July | 2021Wehther at a large, established firm or a fast-growing one, making decisions while staring disruption in the face may be the most grueling element of being a CEO. Data feels insufficient. Assumptions feel tenuous. Options feel constrained. Timing feels rushed. Outcomes feel binary: The decision either takes the organization in the right direction or the wrong one.

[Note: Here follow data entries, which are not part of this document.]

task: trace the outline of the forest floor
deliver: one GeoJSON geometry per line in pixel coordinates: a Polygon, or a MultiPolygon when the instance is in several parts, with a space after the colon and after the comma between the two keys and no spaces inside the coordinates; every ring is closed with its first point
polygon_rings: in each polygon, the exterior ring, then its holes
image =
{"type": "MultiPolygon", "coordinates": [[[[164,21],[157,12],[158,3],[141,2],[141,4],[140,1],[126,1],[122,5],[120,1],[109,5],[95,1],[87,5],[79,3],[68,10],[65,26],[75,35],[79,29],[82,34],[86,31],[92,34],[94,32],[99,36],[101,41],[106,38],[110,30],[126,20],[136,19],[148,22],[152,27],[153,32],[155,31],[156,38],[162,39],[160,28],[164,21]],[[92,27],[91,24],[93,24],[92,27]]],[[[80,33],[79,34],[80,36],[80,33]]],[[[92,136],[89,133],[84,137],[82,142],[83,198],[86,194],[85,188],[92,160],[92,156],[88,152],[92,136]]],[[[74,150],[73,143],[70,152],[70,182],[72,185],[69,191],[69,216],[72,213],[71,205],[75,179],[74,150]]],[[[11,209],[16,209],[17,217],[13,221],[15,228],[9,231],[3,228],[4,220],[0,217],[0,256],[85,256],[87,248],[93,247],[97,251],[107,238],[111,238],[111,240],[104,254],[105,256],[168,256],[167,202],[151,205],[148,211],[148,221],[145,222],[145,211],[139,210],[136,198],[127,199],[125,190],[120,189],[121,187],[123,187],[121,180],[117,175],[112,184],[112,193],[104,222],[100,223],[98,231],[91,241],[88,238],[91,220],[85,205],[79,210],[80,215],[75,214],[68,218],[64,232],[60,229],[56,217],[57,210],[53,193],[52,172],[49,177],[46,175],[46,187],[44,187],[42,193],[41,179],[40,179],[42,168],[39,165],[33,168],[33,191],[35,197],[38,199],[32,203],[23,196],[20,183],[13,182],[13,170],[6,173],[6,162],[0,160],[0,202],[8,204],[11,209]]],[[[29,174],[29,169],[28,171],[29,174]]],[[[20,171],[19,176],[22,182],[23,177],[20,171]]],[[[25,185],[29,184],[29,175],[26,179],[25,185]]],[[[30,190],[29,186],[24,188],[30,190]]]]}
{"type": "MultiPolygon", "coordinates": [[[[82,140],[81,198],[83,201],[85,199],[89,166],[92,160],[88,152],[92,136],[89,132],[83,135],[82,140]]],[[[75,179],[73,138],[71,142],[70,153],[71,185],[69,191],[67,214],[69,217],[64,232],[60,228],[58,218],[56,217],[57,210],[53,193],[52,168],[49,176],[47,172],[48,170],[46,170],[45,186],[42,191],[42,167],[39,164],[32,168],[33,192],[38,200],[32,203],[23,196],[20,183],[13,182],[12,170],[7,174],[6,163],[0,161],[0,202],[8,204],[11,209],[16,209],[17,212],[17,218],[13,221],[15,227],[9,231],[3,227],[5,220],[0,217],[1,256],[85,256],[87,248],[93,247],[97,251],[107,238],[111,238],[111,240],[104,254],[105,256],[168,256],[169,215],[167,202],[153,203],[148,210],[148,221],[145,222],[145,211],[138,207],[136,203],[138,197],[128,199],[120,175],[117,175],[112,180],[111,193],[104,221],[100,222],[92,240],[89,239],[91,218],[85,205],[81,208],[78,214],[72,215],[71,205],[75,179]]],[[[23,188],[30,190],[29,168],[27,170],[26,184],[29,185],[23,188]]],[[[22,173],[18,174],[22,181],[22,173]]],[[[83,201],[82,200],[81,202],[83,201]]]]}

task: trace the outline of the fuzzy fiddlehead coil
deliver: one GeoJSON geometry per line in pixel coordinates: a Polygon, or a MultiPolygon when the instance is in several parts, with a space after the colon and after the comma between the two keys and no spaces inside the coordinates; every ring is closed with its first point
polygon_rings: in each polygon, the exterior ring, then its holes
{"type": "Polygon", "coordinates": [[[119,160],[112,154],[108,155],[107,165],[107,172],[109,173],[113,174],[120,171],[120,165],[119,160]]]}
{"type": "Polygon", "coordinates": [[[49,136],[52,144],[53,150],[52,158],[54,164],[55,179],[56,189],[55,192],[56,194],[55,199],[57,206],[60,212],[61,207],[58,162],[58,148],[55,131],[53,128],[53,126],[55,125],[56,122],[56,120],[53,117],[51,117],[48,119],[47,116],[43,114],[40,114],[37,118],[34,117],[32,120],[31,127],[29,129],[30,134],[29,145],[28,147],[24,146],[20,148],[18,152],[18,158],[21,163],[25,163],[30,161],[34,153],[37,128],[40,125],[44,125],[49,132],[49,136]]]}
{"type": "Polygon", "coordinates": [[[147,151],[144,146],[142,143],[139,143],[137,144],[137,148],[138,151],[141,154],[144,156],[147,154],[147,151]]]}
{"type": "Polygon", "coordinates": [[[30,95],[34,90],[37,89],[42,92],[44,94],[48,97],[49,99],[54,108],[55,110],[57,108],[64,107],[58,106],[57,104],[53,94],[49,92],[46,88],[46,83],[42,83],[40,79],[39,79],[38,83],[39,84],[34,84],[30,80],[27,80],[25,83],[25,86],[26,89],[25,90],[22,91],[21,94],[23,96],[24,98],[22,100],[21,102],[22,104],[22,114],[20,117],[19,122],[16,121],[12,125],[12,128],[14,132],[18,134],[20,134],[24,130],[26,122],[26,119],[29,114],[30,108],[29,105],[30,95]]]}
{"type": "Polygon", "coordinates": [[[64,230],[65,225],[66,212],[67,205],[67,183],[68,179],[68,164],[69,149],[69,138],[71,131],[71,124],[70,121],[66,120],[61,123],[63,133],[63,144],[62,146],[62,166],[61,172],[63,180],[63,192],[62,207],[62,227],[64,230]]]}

Yet executives—particularly CEOs—are expected to be the most qualified people in their organization to make decisions. CEOs, perhaps more than those in any other executive role, feel enormous pressure to get it “right.” Even the most level-headed CEO is apt to experience sleepless nights and personal doubts about the choices they make and the consequences that result. If the decision ultimately proves to be a poor one, there is no one else to blame. How can CEOs increase their chances of making an optimal decision when all of the alternatives may not be known, when time is not on their side, and when emotions play a central role before, during, and after the decision is made?
In the article, Emotional fortitude: The inner work of the CEO we identified a trait we call emotional fortitude as one of the five signature attributes of an “undisruptable” CEO. More than the other four, emotional fortitude truly represents the “inner work” that effective CEOs perform as they journey through the decision-making process and live with the consequences.